Using Anti-CD38 Monoclonal Antibodies as Treatment in Multiple Myeloma

Discussing Daratumumab’s Ongoing Impact on Multiple Myeloma Treatment

Joseph Mikhael, MD, discusses the ongoing impact of daratumumab in the treatment landscape of patients with multiple myeloma.

Joseph Mikhael, MD, chief medical officer of the International Myeloma Foundation and professor in the applied cancer research and drug discovery division at the Translational Genomics Research Institute, an affiliate of City of Hope Cancer Center, discusses the ongoing impact of daratumumab (Darzalex) as treatment in patients with multiple myeloma.

Daratumumab’s main impact has been on patients in the early relapse setting who are transplant ineligible, usually given in combination with lenalidomide and dexamethasone. However, daratumumab continues to show its effectiveness for patients with multiple myeloma in the frontline setting and now for patients who are transplant eligible. Mikhael discusses the role daratumumab is now playing in this patient population and what the future may hold for it.

Recently, real-world outcomes of daratumumab as a monotherapy for patients with relapsed/refractory multiple myeloma are starting to show favorable efficacy outcomes. In a multicenter study that looked at 107 patients with relapsed/refractory multiple myeloma on daratumumab monotherapy, the overall response rate was 42.1%, the median first and second progression-free survival was 3.6 and 8.1 months, respectively, with an overall survival of 11.9 months in this group.

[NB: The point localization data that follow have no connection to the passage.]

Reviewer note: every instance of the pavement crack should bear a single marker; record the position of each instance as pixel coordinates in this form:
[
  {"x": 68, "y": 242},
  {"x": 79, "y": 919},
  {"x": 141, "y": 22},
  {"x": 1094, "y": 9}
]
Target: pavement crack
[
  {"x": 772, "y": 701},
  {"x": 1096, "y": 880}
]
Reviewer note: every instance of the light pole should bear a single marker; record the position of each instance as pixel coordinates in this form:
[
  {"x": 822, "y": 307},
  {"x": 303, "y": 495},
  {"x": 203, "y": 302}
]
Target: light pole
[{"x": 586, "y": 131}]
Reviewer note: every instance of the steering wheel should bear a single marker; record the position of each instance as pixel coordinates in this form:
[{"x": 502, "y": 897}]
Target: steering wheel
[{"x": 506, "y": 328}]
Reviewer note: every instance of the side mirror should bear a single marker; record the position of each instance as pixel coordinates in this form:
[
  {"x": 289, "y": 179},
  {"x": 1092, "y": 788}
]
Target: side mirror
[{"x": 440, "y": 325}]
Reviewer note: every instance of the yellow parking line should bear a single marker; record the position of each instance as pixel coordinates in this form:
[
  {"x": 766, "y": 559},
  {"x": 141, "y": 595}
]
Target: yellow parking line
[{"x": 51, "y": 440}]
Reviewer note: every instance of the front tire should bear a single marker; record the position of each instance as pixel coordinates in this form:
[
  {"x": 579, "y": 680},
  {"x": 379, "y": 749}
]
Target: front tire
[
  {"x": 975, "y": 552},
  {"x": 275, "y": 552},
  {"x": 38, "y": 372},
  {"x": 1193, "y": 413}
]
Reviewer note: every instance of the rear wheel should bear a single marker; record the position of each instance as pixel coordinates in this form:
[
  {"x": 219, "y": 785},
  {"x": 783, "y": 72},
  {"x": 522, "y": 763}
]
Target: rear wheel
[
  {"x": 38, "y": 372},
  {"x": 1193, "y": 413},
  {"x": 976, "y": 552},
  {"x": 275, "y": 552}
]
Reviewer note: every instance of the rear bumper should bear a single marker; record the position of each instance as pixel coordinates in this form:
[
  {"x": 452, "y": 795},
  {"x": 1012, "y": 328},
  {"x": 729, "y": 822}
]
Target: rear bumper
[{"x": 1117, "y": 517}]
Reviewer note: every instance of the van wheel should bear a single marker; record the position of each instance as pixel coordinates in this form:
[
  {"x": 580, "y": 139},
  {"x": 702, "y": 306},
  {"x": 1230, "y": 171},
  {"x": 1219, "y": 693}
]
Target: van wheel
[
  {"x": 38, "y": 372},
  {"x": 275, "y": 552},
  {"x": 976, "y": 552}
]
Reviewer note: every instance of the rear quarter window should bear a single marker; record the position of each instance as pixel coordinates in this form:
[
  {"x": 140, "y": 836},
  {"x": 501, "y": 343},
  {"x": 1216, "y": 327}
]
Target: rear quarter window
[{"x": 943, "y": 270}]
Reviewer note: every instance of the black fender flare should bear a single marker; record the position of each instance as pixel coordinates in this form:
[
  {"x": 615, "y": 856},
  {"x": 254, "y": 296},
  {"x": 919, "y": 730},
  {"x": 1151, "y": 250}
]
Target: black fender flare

However, certain risk factors have impacted the use of daratumumab as a monotherapy, meaning the use of this treatment in combination with other therapies remains the standard of care.

Transcription:

0:08 | Daratumumab has really had an impact on myeloma, of course, primarily early in the more relapse setting, but now more so in the frontline setting. One, because in transplant-ineligible patients, it really has become the standard of care to give patients daratumumab, lenalidomide, and dexamethasone. With time we continue both the daratumumab and the lenalidomide indefinitely, which has now given us the best outcomes we've ever seen in transplant-ineligible patients with respect to progression-free survival, and indeed overall survival.

0:37 | But similarly, now we're starting to see an impact of daratumumab in the transplant-eligible population also. In that, we are seeing more and more movement towards quadruplets where we add daratumumab to the usual baseline of bortezomib, lenalidomide, and dexamethasone or, in some patients, carfilzomib, lenalidomide, and dexamethasone. So, we are seeing this continued evolution of daratumumab going from the most relapse setting to the early relapse setting, now even to the frontline setting, whether a patient is going to transplant or not.